A cierre de abril, en concreto, los precios de la gasolina habían ascendido un 8,1% intermensual en Estados Unidos. Cifra que se suma al aumento superior al 2% de marzo. La escalada, es cierto, ha perdido fuerza y en mayo no será tan pronunciada, pero para Capital Economics el "rebote más rápido de lo esperado hasta el momento sugiere que el IPC alcanzará el 2% antes de lo que se preveía hace apenas un par de meses".
Es más, añaden, mientras los efectos desinflacionistas del colapso materias primas y de la fortaleza del dólar se desvanecen, las presiones inflacionistas internas siguen aumentando mientras la economía "se acerca al pleno empleo". De momento, el deflactor de consumo privado, o PCE, la medida de precios más vigilada por la Reserva Federal (Fed) ha ascendido un 0,3% en mayo (1,1% anual vs. 0,8% previo).

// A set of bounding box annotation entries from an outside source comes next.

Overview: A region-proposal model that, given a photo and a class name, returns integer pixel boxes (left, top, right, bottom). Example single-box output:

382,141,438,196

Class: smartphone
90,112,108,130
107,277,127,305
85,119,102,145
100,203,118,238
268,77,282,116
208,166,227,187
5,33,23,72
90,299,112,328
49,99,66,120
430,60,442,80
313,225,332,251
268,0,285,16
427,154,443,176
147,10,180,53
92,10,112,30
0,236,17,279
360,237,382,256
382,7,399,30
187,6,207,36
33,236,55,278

De hecho, estos expertos esperan que alcance el 2% a finales de año… Recuperación que, a fin de cuentas, concluyen, "creemos que obligará al banco central estadounidense a subir los tipos mucho más rápidamente de lo que espera el mercado".
No les sorprendería que aguardara a julio o septiembre, a pesar de que tanto las Actas como las recientes declaraciones de sus miembros, incluida la presidenta, Janet Yellen, mantienen abiertas las opciones de junio.
En concreto, dentro de dos meses, destacan, aunque no hay rueda de prensa, la reunión se produce "un par de semanas después de que Yellen acuda a su presentación semestral ante el Congreso, lo que sería un buen momento para los mercados".